Adaptive trading algorithms leverage artificial intelligence (AI) to enhance trading efficiency and profitability by dynamically responding to real-time market conditions. Unlike traditional strategies based on static historical patterns, these algorithms continuously learn and adjust, improving decision-making and optimizing outcomes. The integration of predictive analytics enables them to forecast market trends with high accuracy, providing traders with valuable insights. Furthermore, the convergence of AI and blockchain enhances transparency and security, enabling the automation of trading processes through smart contracts.
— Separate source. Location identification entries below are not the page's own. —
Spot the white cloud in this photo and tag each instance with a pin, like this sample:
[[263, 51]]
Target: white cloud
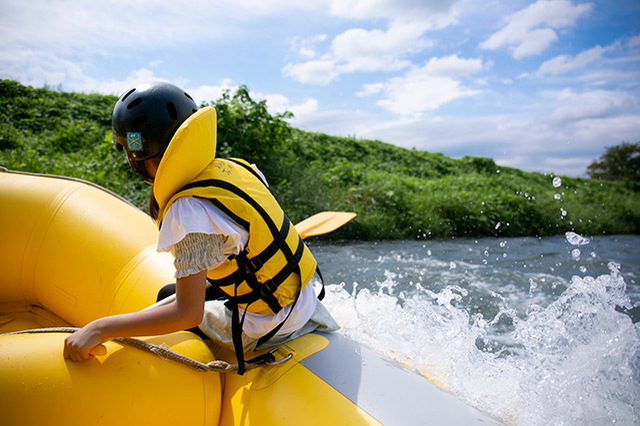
[[370, 89], [321, 71], [418, 92], [565, 63], [279, 103], [208, 93], [429, 87], [359, 50], [531, 30], [574, 107], [374, 50], [452, 66], [377, 50], [434, 14]]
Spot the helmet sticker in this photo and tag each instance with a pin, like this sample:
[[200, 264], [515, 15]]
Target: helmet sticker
[[134, 140]]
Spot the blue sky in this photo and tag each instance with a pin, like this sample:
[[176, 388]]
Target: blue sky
[[540, 85]]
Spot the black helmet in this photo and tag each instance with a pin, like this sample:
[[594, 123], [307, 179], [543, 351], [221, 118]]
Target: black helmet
[[145, 119]]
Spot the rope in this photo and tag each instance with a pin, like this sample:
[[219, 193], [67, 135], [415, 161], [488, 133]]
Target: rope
[[216, 365]]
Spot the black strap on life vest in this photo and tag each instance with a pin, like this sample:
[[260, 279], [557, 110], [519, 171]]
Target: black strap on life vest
[[262, 291]]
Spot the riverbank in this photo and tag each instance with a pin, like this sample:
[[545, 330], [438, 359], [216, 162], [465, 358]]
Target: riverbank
[[397, 193]]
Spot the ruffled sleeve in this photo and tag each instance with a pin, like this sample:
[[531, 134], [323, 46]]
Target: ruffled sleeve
[[197, 252]]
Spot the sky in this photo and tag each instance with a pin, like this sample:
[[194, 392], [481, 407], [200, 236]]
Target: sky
[[540, 85]]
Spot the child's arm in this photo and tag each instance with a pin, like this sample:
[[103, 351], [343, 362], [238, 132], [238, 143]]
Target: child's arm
[[184, 312]]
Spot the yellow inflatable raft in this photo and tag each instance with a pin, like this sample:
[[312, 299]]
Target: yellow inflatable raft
[[71, 252]]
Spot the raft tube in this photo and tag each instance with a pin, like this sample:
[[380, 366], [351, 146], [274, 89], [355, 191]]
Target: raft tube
[[71, 252]]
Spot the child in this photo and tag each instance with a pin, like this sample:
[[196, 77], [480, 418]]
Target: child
[[223, 227]]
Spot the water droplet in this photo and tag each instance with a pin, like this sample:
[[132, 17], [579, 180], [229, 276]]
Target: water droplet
[[576, 239]]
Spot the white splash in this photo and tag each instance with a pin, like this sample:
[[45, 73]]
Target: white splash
[[575, 361]]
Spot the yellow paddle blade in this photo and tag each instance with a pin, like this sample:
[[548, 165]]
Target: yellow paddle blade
[[323, 223]]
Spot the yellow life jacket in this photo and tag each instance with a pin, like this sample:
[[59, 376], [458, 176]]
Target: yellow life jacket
[[276, 264]]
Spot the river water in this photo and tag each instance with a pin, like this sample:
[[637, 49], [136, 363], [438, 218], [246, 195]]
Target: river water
[[528, 330]]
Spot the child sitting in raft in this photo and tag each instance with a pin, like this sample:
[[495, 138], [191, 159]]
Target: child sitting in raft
[[223, 226]]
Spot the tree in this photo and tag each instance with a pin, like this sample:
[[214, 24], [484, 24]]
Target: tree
[[620, 162], [247, 130]]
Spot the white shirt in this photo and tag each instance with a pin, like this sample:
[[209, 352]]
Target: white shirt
[[194, 215]]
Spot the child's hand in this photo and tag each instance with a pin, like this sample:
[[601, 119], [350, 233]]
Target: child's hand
[[83, 345]]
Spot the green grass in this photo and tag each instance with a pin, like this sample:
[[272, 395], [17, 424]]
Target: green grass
[[397, 193]]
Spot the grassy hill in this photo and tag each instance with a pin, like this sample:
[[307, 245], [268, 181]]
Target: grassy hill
[[397, 193]]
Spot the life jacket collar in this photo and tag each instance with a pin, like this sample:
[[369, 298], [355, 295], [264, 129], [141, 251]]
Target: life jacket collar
[[190, 151]]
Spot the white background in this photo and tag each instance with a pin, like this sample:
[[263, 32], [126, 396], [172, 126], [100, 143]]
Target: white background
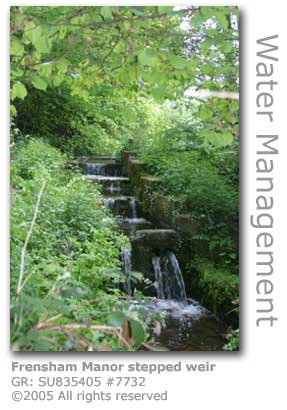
[[255, 377]]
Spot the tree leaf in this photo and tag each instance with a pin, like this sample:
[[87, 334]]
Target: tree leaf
[[148, 57], [107, 12], [43, 44], [16, 47], [18, 91], [220, 139], [40, 83], [116, 319]]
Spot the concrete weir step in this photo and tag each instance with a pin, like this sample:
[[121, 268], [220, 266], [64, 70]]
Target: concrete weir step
[[155, 238], [106, 179], [95, 158]]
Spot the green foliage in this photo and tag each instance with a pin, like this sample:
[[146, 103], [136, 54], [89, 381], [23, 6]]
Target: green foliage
[[233, 344], [103, 124], [148, 51], [220, 286], [72, 262]]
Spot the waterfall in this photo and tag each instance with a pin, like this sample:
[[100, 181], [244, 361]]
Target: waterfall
[[109, 202], [94, 168], [133, 208], [127, 267], [170, 284]]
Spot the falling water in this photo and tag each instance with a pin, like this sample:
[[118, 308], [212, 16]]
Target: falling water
[[109, 202], [133, 207], [127, 267], [94, 168], [170, 284]]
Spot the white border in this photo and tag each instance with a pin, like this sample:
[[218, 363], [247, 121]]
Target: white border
[[255, 377]]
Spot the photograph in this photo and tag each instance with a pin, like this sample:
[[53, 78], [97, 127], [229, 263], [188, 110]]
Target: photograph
[[124, 178]]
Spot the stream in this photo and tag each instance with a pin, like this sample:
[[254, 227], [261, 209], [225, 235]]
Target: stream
[[185, 324]]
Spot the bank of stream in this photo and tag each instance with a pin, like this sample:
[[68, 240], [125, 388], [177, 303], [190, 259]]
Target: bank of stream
[[187, 326]]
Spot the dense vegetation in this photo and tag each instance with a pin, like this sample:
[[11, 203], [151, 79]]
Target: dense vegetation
[[96, 80]]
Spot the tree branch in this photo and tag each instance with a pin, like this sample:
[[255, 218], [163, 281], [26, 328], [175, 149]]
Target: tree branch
[[23, 252]]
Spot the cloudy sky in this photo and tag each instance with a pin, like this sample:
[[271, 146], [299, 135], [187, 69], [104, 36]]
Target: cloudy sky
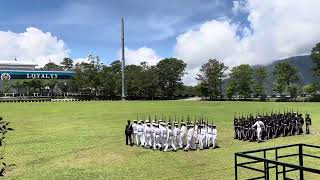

Case studies highlight the successful implementation of these technologies in financial markets, particularly in instant payments and banking innovations. However, challenges such as technical complexities, ethical considerations, and regulatory constraints must be addressed to facilitate widespread adoption. The future of AI-driven trading and blockchain-based financial systems promises enhanced efficiency, security, and innovation across global markets.

Suggested Citation

  • Qian, Ling & Dong, Lianjie, 2025. "Convergence of Blockchain and AI in Global Finance: Cross-Border Payment Innovations and Adaptive Trading Algorithms," OSF Preprints 7qvk8_v1, Center for Open Science.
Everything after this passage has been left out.